Monday, October 25, 2010
Cafe Crawling Bogota
Danilo and his espresso from Oma.
Stepping out onto the streets of Bogota in front of the Federacion Nacional de Cafeteros de Colombia building where our judges certification class is being held, we feel a sense of freedom washing over us. For the past seven days we've been the guests of the coffee association, which entails being looked after by two lovely coordinators, shuttled around in private vehicles and generally taken care of.
And while this is a lovely and luxurious way to live, ensconced in high thread count bedsheets and all the bottled water you can drink, it leaves us a bit disconnected from the countries we visit. By now, I've seen quite a few places in the world and have navigated my way through some interesting cities, but since we've been judging coffee competitions, it feels as though we're truly foreigners in a foreign land.
Our selection of drinks from Oma.
Our daily routine comprises waking up and having breakfast in wonderful hotels, then being whisked to the competition venue in private vehicles, then out to eat and party at night, but nary are we set free to roam the wild tundra. Because of this, there are times when I feel disconnected and even apprehensive about venturing beyond the pale.
Don't get me wrong. I'm not complaining. Our hosts are wonderful, gracious and very generous. We're well-kept when traveling. But one of the jokes passed around by the judges is that they've traveled the world and seen the best convention centers the world has to offer. Ironic, but there's a bit of truth to that. So much so, that we've started to make a point of it to tack on a day or two to our itinerary just to have the opportunity to see more than the different venues of the world.
Ian enjoying the mild Bogota weather.
So, stepping out onto the streets of Bogota by ourselves is almost exhilarating. Free from the control of schedules, we're free to engage the public, visit shops and taste coffee other than competition coffee. Our first stop: Oma Coffee, just down the street.
Bogota is a cool place. Literally and figuratively. There's an energy and a bustle to the place. Cars careen in a seemingly random and haphazard manner. To the average American, it seems like madness. Walk across the street in that entitled expectation that pedestrians have the right of way and you're gonna get flattened. By a bus.
Danilo and Mauricio from Mexico City.
Truly the biggest problem with working in coffee and working with some of the best talent and best coffees in the world is the conundrum of going out into the world to drink coffee. For the past week, we've been working with national judges who seem to have a very different preference for their coffees, based on the way they interpret the drinks we sample together. It's a bit perplexing and we've been wanting to get out there to the cafes to see exactly what the typical Colombiana is drinking.
At Oma the coffee is remarkable. It's dark. It's bitter. It's difficult to drink without sugar. My cappuccino needs a couple to three sugars. Round and round the world we go and the coffee is usually about the same: difficult. The curious thing is that coffee is usually of lower quality within producing countries because they export their best stuff for the highest prices.

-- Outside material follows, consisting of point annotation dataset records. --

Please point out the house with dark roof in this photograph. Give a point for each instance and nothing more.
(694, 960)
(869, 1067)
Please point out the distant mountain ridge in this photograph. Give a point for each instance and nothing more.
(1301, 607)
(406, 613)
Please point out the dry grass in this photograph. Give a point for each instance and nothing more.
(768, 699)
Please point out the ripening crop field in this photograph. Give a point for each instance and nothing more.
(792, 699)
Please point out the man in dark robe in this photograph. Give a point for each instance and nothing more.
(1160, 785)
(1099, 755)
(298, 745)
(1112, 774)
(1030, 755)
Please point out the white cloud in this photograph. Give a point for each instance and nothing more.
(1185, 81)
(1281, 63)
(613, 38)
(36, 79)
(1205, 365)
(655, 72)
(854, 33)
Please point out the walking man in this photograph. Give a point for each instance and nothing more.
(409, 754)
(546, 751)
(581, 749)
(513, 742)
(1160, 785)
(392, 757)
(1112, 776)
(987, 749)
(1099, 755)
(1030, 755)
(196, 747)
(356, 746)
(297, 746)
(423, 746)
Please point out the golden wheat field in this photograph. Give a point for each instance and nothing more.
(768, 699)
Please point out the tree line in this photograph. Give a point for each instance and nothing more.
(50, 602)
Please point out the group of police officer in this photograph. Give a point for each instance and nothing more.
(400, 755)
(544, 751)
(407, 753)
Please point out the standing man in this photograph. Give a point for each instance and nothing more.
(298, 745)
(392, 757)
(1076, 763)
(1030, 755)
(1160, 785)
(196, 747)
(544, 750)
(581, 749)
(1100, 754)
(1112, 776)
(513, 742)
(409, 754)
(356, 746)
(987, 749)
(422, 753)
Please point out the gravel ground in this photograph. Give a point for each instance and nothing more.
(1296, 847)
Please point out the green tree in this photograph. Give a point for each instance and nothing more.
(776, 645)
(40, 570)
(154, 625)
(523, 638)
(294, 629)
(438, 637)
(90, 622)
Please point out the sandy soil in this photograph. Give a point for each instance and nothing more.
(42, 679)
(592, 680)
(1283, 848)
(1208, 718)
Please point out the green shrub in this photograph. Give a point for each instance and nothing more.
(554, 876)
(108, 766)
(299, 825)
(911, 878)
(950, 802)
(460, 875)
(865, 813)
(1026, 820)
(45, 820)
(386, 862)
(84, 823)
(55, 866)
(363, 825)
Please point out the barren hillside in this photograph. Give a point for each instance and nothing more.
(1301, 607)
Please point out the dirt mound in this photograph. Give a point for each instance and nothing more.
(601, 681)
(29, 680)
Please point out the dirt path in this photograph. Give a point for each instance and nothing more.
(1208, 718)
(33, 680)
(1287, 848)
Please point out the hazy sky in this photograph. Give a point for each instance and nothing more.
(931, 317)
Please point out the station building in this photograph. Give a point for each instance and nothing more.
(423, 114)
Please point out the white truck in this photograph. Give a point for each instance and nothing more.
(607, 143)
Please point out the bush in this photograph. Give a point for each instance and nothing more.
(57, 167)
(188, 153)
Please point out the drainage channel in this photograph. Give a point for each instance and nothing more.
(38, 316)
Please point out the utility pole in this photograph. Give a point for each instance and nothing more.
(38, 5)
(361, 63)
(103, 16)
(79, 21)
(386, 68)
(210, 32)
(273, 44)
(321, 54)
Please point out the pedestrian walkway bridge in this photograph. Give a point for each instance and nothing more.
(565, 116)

Our selections at Juan Valdez Cafe.
Happily, Bogotanas like outdoor seating and we've landed ourselves at a nice table to sip coffee, munch on baked goods and generally while the afternoon away. Day One of the WBC Certification Class is over and we're reflecting on the experience. Ian is the only candidate up for re-certification, the rest of us are first-timers.
Sitting out in the cool weather as the shock of traffic flows by and the lovely Colombianas walk past, we're reminded that all is nice in the world. We're out in a different part of the world and hanging out with friends. Not a bad way to go about it.
At Juan Valdez, we find David.
After a little while, we walk across the street to the JW Marriott where a large Juan Valdez Cafe is situated. It's busy and throughout this trip it's been clear that Juan Valdez is a focal point of national pride here in Colombia. During the competition, Mauricio Romero, the 2009 champion, was surrounded by people who looked as though the entire hope of the nation rested on his shoulders. That look of pride and expectation, seems like a lot to carry and is something you don't see in the USBC.
The Juan Valdez Cafes are similar in nature to those of Starbucks. They do very similar executions of coffee and do so in a very modern and efficient environment. So efficient in fact that the Juan Valdez at Andino center in Zona Rosa does US$150,000 per month in revenue. At two dollars average for a cup of coffee, that's upwards of 30,000 cups per month. Insane.
The staff is unhappy with my picture taking and I don't understand why. In fact, I never really understand why operations gets upset with photo taking. It's not like they've got anything to hide. I think for a moment of pushing our connection as guests of the Federacion but that would only make me look like a jerk. Instead, we take our coffees and bump into David.
The instructional bar at Juan Valdez Cafe.
David is there holding a meeting with some colleague when we run into him. David has been one of our hosts during the competition and with his business completed, we sit down with him for a bit of coffee. Here I'm having a simple brewed coffee that's pretty decent - if you add a little sugar and cream.
We sit for awhile and chat while awaiting our 4:30pm appointment to tour the laboratories of the Federacion.